Takotsubo cardiomyopathy (TC) is widely regarded as a reversible form of stress-induced cardiomyopathy and has a variety of suggested underlying mechanisms and prognostic factors in a clinical setting.1–3 Studies to date have yielded conflicting results on the pathogenetic implications of microvascular dysfunction in TC.1,2 In their recently published case report,1 Bayon et al. documented coronary microvascular dysfunction, assessed using parameters such as hyperemic microvascular resistance (HMR) and coronary flow reserve (CFR), in a characteristic case of TC with apical ballooning. We would like to comment on this case and obtain further information from the authors.

Firstly, coronary slow flow (CSF) pattern, assessed using the TIMI frame count (TFC) method, have been viewed as a sign of increased coronary microvascular resistance, and are generally indicative of a severe adrenergic storm and the presence of substantial levels of associated vasoconstrictor mediators, such as neuropeptide-Y (co-released with noradrenaline) in the setting of TC.2,4-10 As expected, an existing CSF in this setting might also suggest high HMR values, and vice versa. What, therefore, were the baseline TFC values in the patient's major epicardial coronary arteries? Did these values also change significantly after adenosine infusion in correlation with the HMR values? This information might shed light on whether CSF patterns and increased HMR could be used interchangeably or in a complementary fashion to determine enhanced microvascular resistance in patients with TC.

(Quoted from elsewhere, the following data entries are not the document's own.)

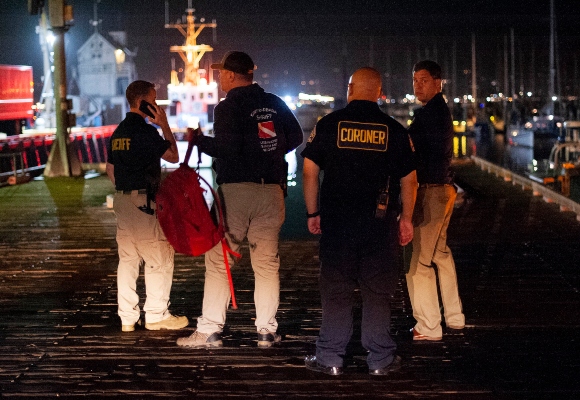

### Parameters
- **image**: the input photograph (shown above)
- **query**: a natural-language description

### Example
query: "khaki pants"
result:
[113,191,174,325]
[407,185,465,337]
[197,183,285,333]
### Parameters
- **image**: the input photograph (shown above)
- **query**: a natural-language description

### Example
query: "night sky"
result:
[0,0,580,103]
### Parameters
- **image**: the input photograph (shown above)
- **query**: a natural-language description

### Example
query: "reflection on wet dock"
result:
[0,159,580,399]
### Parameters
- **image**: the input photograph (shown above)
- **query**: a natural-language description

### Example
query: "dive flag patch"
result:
[258,121,276,139]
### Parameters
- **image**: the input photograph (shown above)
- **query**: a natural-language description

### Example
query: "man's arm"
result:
[302,158,322,234]
[107,163,115,186]
[149,105,179,163]
[399,170,417,246]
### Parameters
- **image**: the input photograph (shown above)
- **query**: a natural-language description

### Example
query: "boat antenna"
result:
[165,0,217,85]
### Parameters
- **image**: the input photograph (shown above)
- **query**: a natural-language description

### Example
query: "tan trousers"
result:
[407,185,465,337]
[197,183,285,333]
[113,192,175,325]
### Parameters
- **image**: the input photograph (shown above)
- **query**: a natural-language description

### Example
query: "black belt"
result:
[117,189,147,194]
[419,183,451,187]
[244,178,280,185]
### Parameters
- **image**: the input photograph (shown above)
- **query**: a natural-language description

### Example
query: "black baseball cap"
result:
[211,51,256,75]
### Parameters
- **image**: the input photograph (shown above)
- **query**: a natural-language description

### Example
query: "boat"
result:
[157,0,219,170]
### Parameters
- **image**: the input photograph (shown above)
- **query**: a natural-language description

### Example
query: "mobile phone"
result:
[139,100,155,118]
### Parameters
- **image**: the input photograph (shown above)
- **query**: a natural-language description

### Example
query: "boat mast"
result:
[548,0,556,115]
[165,0,217,86]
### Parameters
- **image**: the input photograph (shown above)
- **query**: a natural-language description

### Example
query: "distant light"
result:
[298,93,334,103]
[46,32,56,46]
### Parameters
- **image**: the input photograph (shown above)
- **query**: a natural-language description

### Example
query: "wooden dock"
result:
[0,163,580,400]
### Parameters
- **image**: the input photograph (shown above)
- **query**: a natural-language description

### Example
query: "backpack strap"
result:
[183,127,201,165]
[196,169,242,310]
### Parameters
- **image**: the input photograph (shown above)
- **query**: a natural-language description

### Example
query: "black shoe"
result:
[258,328,282,347]
[369,356,401,375]
[304,356,342,376]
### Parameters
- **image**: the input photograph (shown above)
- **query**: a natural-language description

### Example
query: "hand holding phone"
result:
[139,100,155,118]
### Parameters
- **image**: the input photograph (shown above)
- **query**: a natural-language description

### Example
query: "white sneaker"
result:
[177,331,223,348]
[145,315,189,331]
[121,319,141,332]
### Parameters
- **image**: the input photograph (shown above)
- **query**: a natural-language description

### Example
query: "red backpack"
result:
[155,128,240,309]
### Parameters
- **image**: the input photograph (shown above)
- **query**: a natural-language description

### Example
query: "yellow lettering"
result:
[112,138,131,151]
[340,128,348,142]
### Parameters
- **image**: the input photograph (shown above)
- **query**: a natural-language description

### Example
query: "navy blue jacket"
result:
[199,84,303,184]
[409,93,453,184]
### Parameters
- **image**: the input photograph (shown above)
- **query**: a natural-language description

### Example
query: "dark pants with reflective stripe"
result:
[316,259,397,369]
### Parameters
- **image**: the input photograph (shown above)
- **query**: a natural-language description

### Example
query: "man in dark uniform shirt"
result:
[107,81,188,332]
[177,51,302,348]
[407,60,465,340]
[302,68,417,375]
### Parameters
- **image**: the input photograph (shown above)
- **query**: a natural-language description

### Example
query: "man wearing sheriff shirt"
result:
[177,51,302,348]
[107,81,189,332]
[302,68,417,375]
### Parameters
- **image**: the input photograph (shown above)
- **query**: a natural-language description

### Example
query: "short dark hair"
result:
[125,81,155,107]
[232,71,254,83]
[413,60,441,79]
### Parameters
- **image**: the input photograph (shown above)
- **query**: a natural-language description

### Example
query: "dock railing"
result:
[471,156,580,222]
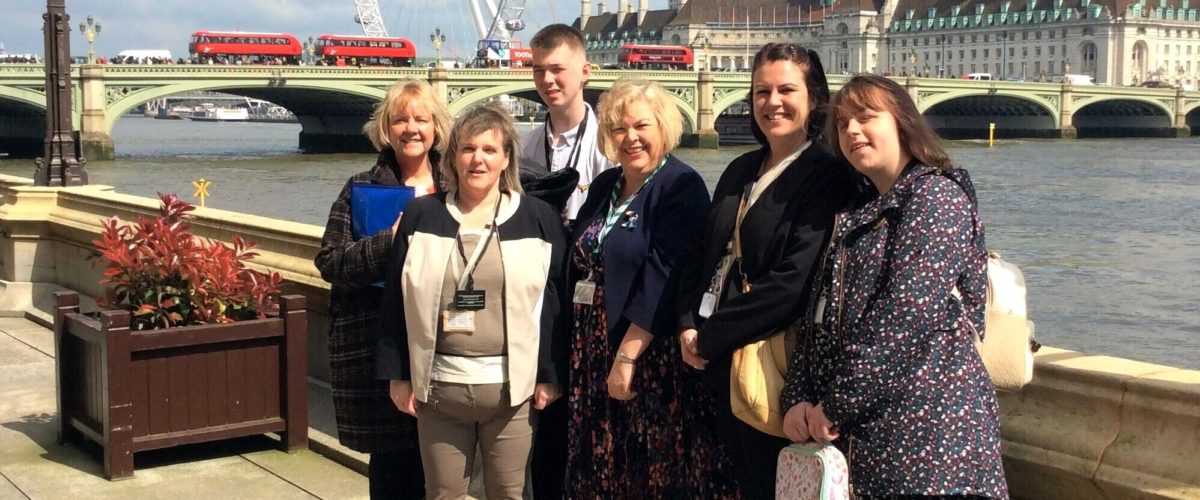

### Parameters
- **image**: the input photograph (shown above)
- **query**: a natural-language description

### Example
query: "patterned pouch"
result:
[775,442,850,500]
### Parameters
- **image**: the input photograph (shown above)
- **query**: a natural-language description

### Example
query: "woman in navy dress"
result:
[566,80,737,499]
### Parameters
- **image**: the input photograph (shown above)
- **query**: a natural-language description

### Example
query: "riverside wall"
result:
[0,175,1200,499]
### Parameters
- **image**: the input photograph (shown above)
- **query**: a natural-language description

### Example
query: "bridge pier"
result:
[1058,78,1079,139]
[683,70,720,150]
[79,65,116,161]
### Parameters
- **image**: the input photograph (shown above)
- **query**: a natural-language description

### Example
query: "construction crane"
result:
[354,0,388,37]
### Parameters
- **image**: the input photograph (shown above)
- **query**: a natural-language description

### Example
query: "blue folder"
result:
[350,183,416,240]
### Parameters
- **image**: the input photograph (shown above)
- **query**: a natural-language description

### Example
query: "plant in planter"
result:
[92,193,282,331]
[54,194,308,478]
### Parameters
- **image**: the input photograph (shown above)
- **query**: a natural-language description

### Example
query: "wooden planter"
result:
[54,291,308,480]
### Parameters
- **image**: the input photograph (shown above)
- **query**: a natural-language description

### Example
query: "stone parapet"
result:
[0,175,1200,499]
[1000,348,1200,499]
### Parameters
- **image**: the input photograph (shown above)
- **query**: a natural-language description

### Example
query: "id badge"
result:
[454,290,487,311]
[700,291,716,319]
[442,311,475,333]
[571,279,596,306]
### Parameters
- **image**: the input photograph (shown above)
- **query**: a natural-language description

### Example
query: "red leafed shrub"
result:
[92,193,282,330]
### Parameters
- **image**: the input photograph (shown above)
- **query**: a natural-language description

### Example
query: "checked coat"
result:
[314,150,439,453]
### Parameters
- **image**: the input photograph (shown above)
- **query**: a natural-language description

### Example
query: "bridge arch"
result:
[449,80,697,133]
[104,82,386,134]
[918,88,1060,139]
[1072,96,1175,138]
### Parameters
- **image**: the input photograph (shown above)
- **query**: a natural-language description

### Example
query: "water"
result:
[0,116,1200,369]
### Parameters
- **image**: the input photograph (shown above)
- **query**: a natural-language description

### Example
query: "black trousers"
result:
[703,359,791,500]
[532,394,568,500]
[367,447,425,500]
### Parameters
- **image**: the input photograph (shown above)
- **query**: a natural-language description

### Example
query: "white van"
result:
[1050,74,1096,85]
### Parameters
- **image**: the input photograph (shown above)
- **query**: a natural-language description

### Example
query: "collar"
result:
[446,191,521,224]
[542,102,600,147]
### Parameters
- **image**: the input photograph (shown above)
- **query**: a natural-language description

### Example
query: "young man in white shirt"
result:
[521,24,613,223]
[521,24,613,500]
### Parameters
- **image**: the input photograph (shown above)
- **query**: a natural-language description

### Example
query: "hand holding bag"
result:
[775,442,850,500]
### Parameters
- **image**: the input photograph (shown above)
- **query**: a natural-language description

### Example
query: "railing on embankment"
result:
[0,175,1200,499]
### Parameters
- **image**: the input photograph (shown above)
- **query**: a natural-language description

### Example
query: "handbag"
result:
[953,252,1042,391]
[775,442,850,500]
[730,176,799,438]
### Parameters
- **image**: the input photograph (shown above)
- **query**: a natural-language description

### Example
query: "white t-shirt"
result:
[521,103,613,221]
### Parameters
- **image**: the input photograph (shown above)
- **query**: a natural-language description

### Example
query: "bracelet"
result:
[617,350,637,365]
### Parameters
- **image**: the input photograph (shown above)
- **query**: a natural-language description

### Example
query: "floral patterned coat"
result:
[782,163,1008,498]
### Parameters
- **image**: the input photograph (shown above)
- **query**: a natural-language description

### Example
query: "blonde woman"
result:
[316,80,450,499]
[566,80,736,499]
[378,106,563,499]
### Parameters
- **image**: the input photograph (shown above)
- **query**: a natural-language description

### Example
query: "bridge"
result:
[0,65,1200,159]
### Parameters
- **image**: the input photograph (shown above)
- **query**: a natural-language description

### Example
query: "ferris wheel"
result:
[354,0,526,41]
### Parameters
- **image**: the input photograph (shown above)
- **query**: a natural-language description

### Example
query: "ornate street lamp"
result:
[79,16,100,65]
[691,32,712,71]
[430,28,446,67]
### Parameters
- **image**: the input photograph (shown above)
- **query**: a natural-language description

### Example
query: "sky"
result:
[0,0,619,59]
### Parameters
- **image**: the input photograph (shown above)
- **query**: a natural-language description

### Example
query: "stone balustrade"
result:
[0,175,1200,499]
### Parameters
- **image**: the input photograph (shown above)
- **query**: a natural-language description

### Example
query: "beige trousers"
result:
[416,381,533,500]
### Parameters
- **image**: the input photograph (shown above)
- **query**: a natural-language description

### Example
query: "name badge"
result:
[700,291,716,319]
[571,279,596,306]
[454,290,487,311]
[442,311,475,333]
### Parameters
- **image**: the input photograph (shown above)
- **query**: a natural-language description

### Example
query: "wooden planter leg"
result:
[100,311,133,480]
[54,287,79,445]
[280,295,308,451]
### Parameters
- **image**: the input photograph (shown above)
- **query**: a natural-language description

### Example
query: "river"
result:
[0,116,1200,369]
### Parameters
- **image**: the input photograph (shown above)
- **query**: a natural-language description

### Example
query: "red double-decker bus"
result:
[316,35,416,67]
[187,31,302,65]
[620,43,695,70]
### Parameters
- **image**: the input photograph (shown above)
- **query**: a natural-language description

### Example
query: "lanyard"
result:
[455,193,504,290]
[594,158,667,254]
[542,113,588,171]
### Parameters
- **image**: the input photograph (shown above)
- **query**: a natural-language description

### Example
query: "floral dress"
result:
[565,217,738,499]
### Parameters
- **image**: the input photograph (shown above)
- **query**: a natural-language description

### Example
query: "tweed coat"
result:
[782,163,1008,498]
[314,150,439,453]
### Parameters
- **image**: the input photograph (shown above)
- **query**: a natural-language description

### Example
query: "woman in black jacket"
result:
[316,80,450,499]
[678,43,853,499]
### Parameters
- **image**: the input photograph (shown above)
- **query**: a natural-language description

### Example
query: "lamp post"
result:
[937,34,949,78]
[430,28,446,67]
[691,32,712,71]
[79,16,100,65]
[1000,31,1008,79]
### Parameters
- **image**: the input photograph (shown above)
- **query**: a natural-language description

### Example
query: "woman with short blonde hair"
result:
[565,80,737,499]
[314,76,450,499]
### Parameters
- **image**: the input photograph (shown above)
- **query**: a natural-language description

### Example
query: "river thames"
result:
[0,116,1200,369]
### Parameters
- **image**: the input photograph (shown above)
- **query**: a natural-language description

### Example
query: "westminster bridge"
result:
[0,65,1200,159]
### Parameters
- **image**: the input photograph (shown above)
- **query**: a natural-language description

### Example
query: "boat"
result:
[187,103,250,121]
[155,106,192,120]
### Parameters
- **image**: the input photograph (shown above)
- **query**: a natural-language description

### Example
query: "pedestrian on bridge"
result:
[316,80,450,500]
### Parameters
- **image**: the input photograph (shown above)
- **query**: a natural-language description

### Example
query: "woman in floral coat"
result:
[782,76,1008,499]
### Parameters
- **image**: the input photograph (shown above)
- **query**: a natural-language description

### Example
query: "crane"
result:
[354,0,388,37]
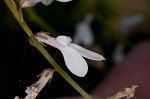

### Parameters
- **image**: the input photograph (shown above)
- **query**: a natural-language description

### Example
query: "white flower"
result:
[35,32,105,77]
[20,0,72,8]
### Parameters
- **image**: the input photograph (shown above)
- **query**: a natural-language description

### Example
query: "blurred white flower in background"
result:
[20,0,72,8]
[35,32,105,77]
[72,13,94,46]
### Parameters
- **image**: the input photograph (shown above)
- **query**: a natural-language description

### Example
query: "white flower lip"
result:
[35,32,105,77]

Secondly, CSF pattern in TC may not be a uniform finding, yet; a prognostic sign that might only emerge in a portion of TC cases, and might predict adverse events, including arrhythmogenesis, heart failure, etc., and in these cases,2,8-10 possibly in correlation with its extent and severity. This may also hold true for increased HMR values in this setting. Did the patient with apparently very high HMR values in two of her major coronary arteries present with an arrhythmic event or decompensated heart failure in a hospital setting? Additionally, an extreme adrenergic storm during an index TC might be a predictor of recurrent episodes6,9,10 and might be evidenced by very high TFC9 and/or HMR values in this setting. This would require close supervision of the patient1 combined with potential preventive strategies against TC recurrence in the long-term.3,9,10

Thirdly, a significant drop in baseline HMR values in response to adenosine infusion (observed in the patient's left anterior descending artery)1 might help to identify TC cases that are most likely to benefit from coronary vasodilator strategies, thus improving overall prognosis.5,9 This leads us to question whether the patient received any vasodilator therapy.

And lastly, the patient1 was also reported to have low CFR, which has been an underrated vascular index in patients with TC. It is Important to note that acutely impaired CFR might also have adjunctive prognostic value in these patients. However, given the high predilection of syndrome-X, characterized by blunted coronary vasodilation during exercise as part of generalized endothelial dysfunction in postmenopausal women,7 impaired CFR might be present as a coincidental finding in certain TC cases (which might have occurred in the present case) long before index TC progression, potentially diminishing its value as an acute prognostic marker in this setting.

In summary, the authors1 should be congratulated for their enlightening case report that documents coronary function as assessed by vascular indices in a patient with classical TC. Routine assessment of these parameters during coronary angiogram might enable initial risk-stratification of TC cases at disease onset, and help tailor patient-specific management strategies (vasodilators, antiarrhythmics, etc.) to improve overall prognosis in these patients.